When New Jersey voters go to the polls Tuesday, they’ll cast their votes on 20-year-old voting machines with no verifiable paper trail. Some voting rights advocates tell Kane In Your Corner that’s a combination that could leave the state powerless to conduct an effective audit if something goes wrong. “I think what’s really important is to prove not only to the winners that they won, but to the losers that they lost,” says Pamela Smith, president of the nonprofit group Verified Voting. The group favors optically scanned paper ballots, now used in several states, including New York. The ballots can be scanned by machines, but hand-inspected if questions arise. … New Jersey election director Robert Giles, however, insists the state’s current voting machines, primarily comprised of AVC Advantage machines introduced in 1996, have proven to be reliable. “To this date, there’s been no evidence of the machines malfunctioning to the extent that there’s been an election questioned,” Giles says. Smith questions how the state can be so certain. Without paper copies to audit, she says “you can run the numbers again, but there’s no way to be sure the equipment is working correctly.”

New Jersey: Judge in Trump voter intimidation suit wants to know if campaign coordinated with GOP | NJ.com

A U.S. District Court judge has ordered the Republican National Committee and Donald Trump’s campaign to provide any written agreements concerning “voter fraud, ballot security, ballot integrity, poll watching, or poll monitoring,” or affidavits of people involved if there are oral agreements. The RNC is under a court-sanctioned agreement to avoid taking any steps that could be seen as intimidating minority voters, and a Democratic National Committee lawsuit said the prohibition also should apply to the Trump campaign since it is working with the party. Judge John Michael Vazquez in Newark also asked for more details about statements made by Indiana Gov. Mike Pence, the Republican vice-presidential nominee, at a Denver town hall meeting in August when he said “the Trump campaign and the Republican National Committee are working very very closely” with states to “ensure ballot integrity.”
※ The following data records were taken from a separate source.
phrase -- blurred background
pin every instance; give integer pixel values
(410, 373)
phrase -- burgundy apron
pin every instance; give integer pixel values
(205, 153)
New Jersey: Election officials say no evidence vote will be ‘rigged’ | NJ.com

State election officials said Tuesday they have seen no evidence of voter fraud and are not concerned the system is compromised despite unsubstantiated claims by Republican presidential nominee Donald Trump that balloting in the U.S. is rigged. “I am a Republican, and I have 1,000 percent faith in the New Jersey election system,” Hunterdon County Clerk Mary Melfi said. Phyllis Pearl, the Camden County superintendent of elections for nearly 15 years, said she has “never had problems with voter fraud. As an election official, I take it personally. I’m here to maintain integrity of elections for voters and for all candidates regardless of party,” said Pearl, who was appointed by former Democratic Gov. Jon Corzine. The Associated Press reached out to officials in all 21 New Jersey counties. Ten officials responded and said they had seen no evidence of fraud.